Here I’m going to talk about how file systems store what part of the disk a part of the file occupies. If your database files are very fragmented, performance will suffer. How much depends on a number of things however.
XFS can store some extents directly in the inode (see xfs_dinode.h). If I’m reading things correctly, this can be 2 extents per fork (data fork and attribute fork). If more than this number of extents are needed, a btree is used instead.
HFS/HFS+ can store up to 8 extents directly in the catalog file entry (see Apple TechNote 1150 – which was updated in March 2004 with information on the journal format). If the file has more than 8 extents, a lookup then needs to be done into the extents overflow file. Interestingly enough, in MacOS X 10.4 and above (i think it was 10.4… may have been 10.3 as well) if a file is less than 20MB and has more than 8 extents, on an open, the OS will automatically try to defragment that file. Arguably you should just fix your allocation strategy, but hey – maybe this does actually help.
File systems such as ext2, ext3 and reiserfs just store a list of block numbers. In the case of ext2 and ext3, the futher into a file you are, the more steps are required to find the disk block number associated with that block in the file.
So what does an extent actually look like? Well, for XFS, the following excerpt from xfs_bmap_btree.h is interesting:
#define ISUNWRITTEN(x) ((x)->br_state == XFS_EXT_UNWRITTEN)

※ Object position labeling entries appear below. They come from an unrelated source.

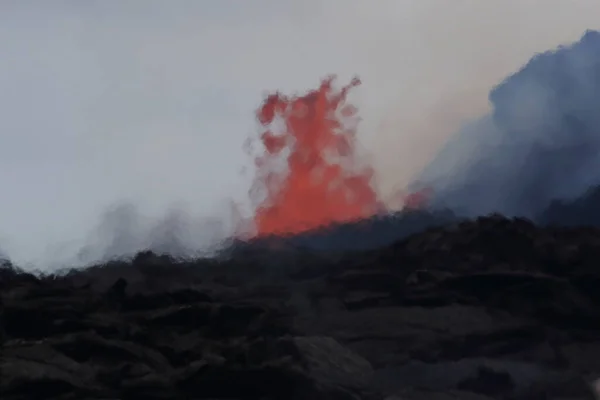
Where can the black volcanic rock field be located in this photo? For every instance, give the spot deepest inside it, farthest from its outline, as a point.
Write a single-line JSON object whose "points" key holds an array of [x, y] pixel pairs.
{"points": [[491, 308], [421, 305]]}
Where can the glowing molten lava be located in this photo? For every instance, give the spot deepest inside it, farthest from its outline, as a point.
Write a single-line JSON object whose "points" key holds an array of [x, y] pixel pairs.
{"points": [[322, 183], [309, 175]]}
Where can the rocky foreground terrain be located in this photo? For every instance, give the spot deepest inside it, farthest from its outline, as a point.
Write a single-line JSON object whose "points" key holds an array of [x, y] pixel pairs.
{"points": [[485, 309]]}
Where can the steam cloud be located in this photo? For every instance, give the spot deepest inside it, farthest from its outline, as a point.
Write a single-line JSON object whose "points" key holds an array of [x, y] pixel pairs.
{"points": [[102, 103], [541, 141]]}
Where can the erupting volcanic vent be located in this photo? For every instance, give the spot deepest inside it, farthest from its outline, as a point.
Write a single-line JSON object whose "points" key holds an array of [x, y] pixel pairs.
{"points": [[324, 182]]}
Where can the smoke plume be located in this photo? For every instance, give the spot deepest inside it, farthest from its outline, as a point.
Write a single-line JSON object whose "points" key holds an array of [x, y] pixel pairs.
{"points": [[541, 141]]}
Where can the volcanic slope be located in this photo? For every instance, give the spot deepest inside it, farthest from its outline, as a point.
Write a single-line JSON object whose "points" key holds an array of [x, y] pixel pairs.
{"points": [[491, 308]]}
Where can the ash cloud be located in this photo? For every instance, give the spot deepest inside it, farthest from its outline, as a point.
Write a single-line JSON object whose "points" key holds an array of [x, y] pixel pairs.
{"points": [[540, 142]]}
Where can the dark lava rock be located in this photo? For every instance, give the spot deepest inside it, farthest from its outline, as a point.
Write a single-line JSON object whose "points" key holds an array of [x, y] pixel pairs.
{"points": [[492, 308]]}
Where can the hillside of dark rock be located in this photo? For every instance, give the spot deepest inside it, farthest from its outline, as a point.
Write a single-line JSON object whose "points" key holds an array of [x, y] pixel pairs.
{"points": [[491, 308]]}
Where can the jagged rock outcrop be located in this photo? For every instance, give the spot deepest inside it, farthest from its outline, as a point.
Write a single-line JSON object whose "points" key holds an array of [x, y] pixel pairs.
{"points": [[485, 309]]}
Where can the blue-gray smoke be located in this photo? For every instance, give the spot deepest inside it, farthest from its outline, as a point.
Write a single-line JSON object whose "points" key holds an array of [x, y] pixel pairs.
{"points": [[540, 142]]}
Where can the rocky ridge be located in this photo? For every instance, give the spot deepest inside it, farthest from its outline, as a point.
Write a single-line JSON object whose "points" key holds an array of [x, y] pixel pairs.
{"points": [[492, 308]]}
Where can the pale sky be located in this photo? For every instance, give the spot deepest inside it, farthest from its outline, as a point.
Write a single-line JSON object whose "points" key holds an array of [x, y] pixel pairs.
{"points": [[150, 101]]}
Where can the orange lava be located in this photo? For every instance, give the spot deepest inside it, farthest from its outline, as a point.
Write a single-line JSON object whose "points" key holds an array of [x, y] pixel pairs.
{"points": [[322, 181]]}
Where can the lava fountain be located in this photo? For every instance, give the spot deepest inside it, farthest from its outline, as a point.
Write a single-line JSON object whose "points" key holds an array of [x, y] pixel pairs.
{"points": [[310, 174]]}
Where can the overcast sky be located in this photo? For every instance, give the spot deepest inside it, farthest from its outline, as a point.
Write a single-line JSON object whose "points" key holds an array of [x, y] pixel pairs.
{"points": [[150, 101]]}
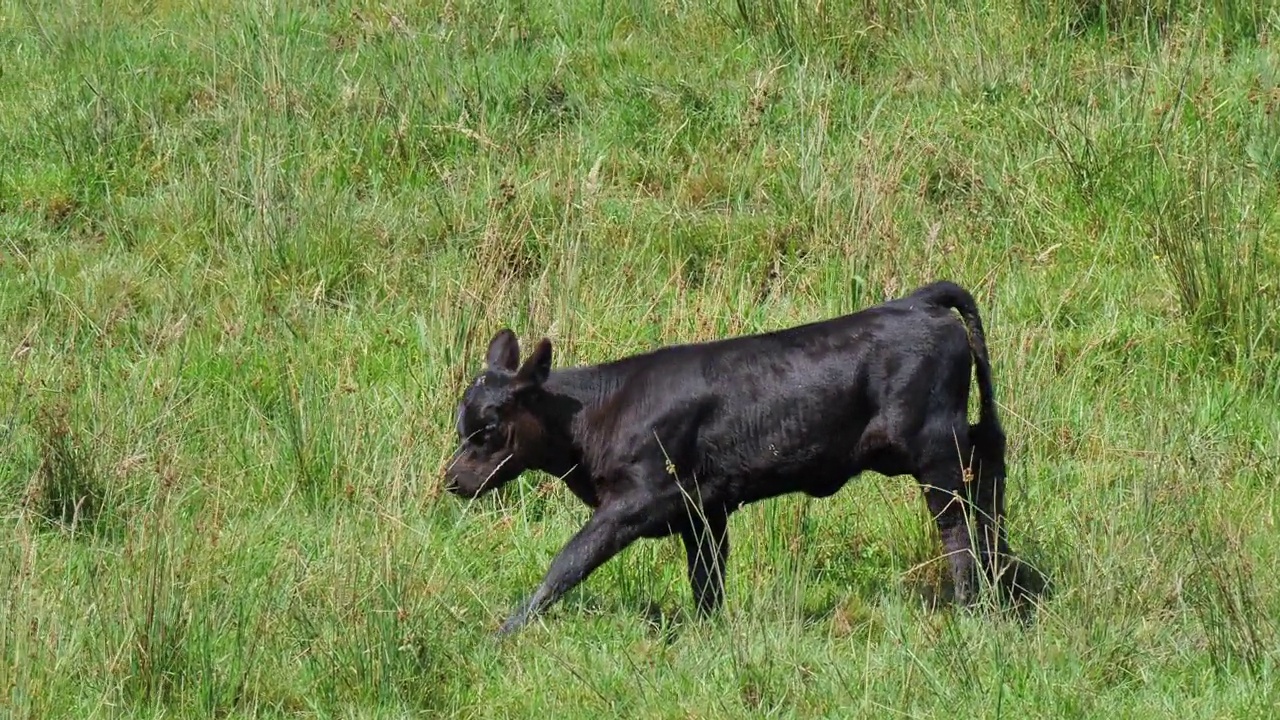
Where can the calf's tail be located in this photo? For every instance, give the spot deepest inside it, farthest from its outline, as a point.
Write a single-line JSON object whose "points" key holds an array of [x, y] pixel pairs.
{"points": [[946, 294]]}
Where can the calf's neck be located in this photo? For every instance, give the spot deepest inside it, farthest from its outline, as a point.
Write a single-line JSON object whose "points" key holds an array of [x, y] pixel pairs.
{"points": [[675, 440]]}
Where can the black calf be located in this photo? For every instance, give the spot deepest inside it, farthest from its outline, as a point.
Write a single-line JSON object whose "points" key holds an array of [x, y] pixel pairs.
{"points": [[676, 440]]}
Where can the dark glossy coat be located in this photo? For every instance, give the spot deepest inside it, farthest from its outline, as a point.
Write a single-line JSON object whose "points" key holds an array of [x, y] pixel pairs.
{"points": [[676, 440]]}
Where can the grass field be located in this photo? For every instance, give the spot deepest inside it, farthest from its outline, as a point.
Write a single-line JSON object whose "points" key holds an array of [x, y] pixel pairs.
{"points": [[250, 253]]}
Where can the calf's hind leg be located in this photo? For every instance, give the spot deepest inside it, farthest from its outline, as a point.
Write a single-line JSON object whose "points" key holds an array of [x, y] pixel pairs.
{"points": [[986, 491], [707, 550]]}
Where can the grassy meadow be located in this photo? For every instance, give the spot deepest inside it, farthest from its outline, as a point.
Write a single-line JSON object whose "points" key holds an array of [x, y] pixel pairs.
{"points": [[250, 254]]}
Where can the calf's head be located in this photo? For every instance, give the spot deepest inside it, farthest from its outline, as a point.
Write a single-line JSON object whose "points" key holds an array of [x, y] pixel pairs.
{"points": [[499, 431]]}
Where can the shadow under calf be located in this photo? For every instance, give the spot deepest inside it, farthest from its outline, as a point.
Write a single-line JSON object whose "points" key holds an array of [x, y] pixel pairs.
{"points": [[675, 440]]}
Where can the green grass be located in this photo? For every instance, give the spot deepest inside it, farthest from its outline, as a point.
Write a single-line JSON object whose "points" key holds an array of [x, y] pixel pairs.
{"points": [[250, 254]]}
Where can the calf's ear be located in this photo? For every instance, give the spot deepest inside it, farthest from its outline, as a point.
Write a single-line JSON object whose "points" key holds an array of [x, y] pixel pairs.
{"points": [[538, 367], [503, 351]]}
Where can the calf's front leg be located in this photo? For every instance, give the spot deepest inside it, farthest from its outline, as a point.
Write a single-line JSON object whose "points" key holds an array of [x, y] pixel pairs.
{"points": [[609, 531]]}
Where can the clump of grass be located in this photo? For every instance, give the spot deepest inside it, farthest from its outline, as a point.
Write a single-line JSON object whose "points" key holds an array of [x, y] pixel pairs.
{"points": [[1224, 598], [68, 490], [1210, 237]]}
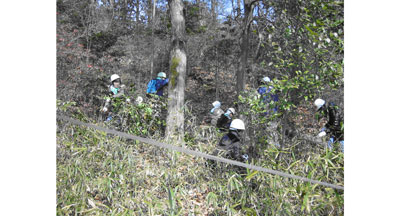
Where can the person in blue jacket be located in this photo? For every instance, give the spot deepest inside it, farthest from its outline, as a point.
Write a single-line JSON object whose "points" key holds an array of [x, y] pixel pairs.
{"points": [[156, 86], [333, 127], [265, 93]]}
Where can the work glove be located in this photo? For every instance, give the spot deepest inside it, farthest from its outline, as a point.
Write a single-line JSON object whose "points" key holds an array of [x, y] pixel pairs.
{"points": [[321, 134]]}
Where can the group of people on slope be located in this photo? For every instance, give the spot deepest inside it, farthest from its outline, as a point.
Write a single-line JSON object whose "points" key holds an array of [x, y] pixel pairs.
{"points": [[116, 90], [231, 142]]}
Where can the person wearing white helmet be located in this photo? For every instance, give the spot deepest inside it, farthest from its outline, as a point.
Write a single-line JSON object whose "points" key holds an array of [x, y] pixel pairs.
{"points": [[116, 89], [265, 93], [155, 86], [333, 127], [231, 142], [225, 120], [139, 100]]}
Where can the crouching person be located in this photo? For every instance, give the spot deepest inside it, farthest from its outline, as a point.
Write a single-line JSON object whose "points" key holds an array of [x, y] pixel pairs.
{"points": [[231, 143]]}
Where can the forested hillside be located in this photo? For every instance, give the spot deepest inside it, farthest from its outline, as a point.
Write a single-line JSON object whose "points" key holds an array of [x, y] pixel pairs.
{"points": [[210, 51]]}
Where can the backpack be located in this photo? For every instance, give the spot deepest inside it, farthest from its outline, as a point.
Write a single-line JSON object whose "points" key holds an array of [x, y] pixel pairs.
{"points": [[151, 87], [226, 141]]}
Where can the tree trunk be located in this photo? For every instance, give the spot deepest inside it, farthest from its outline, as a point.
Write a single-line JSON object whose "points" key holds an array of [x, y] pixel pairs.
{"points": [[137, 12], [176, 86], [238, 8], [244, 47], [152, 39]]}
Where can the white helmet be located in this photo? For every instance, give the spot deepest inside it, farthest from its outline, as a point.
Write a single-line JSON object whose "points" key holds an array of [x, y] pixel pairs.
{"points": [[319, 103], [237, 124], [266, 79], [232, 110], [114, 77], [162, 75], [139, 100], [216, 104]]}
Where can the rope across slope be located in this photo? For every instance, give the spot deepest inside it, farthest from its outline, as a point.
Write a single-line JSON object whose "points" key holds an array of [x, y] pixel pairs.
{"points": [[196, 153]]}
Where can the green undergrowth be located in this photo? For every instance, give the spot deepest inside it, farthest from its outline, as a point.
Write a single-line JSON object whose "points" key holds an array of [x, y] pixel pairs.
{"points": [[100, 174]]}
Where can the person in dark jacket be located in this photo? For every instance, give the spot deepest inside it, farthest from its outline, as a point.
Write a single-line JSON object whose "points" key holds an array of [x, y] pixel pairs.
{"points": [[335, 121], [231, 144], [225, 120]]}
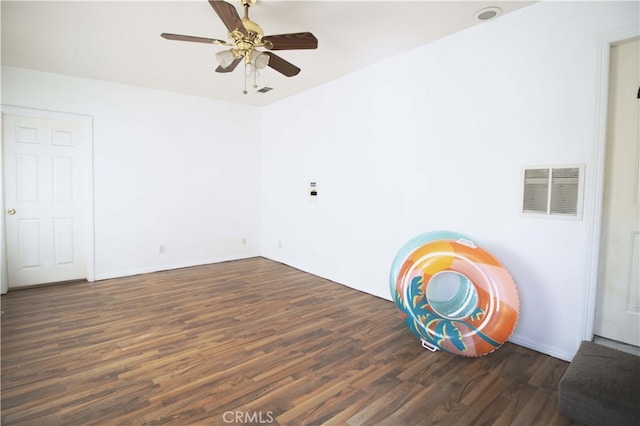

typedef struct xfs_bmbt_irec
{
xfs_fileoff_t br_startoff; /* starting file offset */
xfs_fsblock_t br_startblock; /* starting block number */
xfs_filblks_t br_blockcount; /* number of blocks */
xfs_exntst_t br_state; /* extent state */
} xfs_bmbt_irec_t;
It’s also rather self explanetry. Holes (for sparse files) in XFS don’t have extents, and an extent doesn’t have to have been written to disk. This allows you to preallocate space in chunks without having written anything to it. Reading from an unwritten extent gets you zeros (otherwise it would be a security hole!).